We began by narrating the landscape based on the colors that the warmis obtain from the plants of the region, according to what the land provides in each season. Together we came up with a color palette that would carry the threads they spin incessantly. The agricultural calendar would be our guide. This would make our weaving visible, representing the dry season, the wet season and the flowering of this territory, in three textiles woven with three loom techniques that are related, but culturally different. Checkered loom for the dry season, fixed comb adapted to waist for the rainy season and finally the backstrap loom for the spring blooming, representing the revitalization of this native and millenary technique.
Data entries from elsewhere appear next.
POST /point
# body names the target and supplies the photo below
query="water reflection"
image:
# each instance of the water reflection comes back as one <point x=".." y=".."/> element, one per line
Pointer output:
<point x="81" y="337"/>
We meet at Elba´s home, one of the group’s leaders, to share and exchange knowledge. In the center of the patio there is a pedal loom. It is not a native loom, but it is the one that brings us together. There are only a few of us at the beginning, but the warmis quickly catch on and as the days go by, they come to Elba’s yard, alternating their activities with the herd and the farm.
The first exchange was a knot, different ways of knotting. Tying and untying, little by little, we were also knotted together, around the loom. Milagros, Mila, warmicha, ñañai (sister). The ways of naming me began to soften. The weaving finds us, brings us closer, we build a bond through it. Khipu, mini, allwi, laughter, words, silences, glances, we weave and get closer, we weave and recognize each other. We do not speak the same language, but we inhabit the world sharing a same language: the language of threads and hands. We weave through it a parallel code, a way of being in the world.
All loom weaving is produced by the encounter between two parts: warp and weft. Like the threads, we had been meeting, getting closer, distancing ourselves and getting closer again throughout our shared time. Weaving also implies tensions, which are needed so that the threads do not get tangled and likewise, our meetings also had some of that. Sometimes the understanding comes out of time, in a different time, and also in a different space. We learned to tighten our threads, we drank a little bit of chicha, silence, thoughts and laughter and sometimes also tears when we understood that in that tension, we were also strengthening each other.
Hidden in each weft of our piece, a symbolic weaving runs in parallel, loaded with emotions and significance. It tells the story of our encounter, in which we walked together through a path of memory, that gave rise to the desires and needs of the present, with an eye towards the future. The textile piece that is showcased in Mater is a path full of seeds, from which new weavings continue to sprout, those that contribute to strengthen the collective efforts of the Warmis, and the revitalization and enhancement of a technique closely linked to the Andean culture.
I want to express my gratitude to the entire team of Mater and Mil Centro, for their warmth and openness, and especially to Verónica Tabja for bridging the way for this experience to be possible, both in the way it was and as it continues to be in time. I am deeply grateful to my children Pedro and Amanda, for accompanying me in my endeavors, each in their own unique way, and my partner, Alejandro Bidegaray, for the team we were in this immense experience, his support, commitment and his sensitive perspective on the encounter, as reflected in the photos that accompany these words. Finally, I want to extend my gratitude to all the Warmis, for opening the door to the intimacy of their group, their homes and their lives, and for forever transforming mine.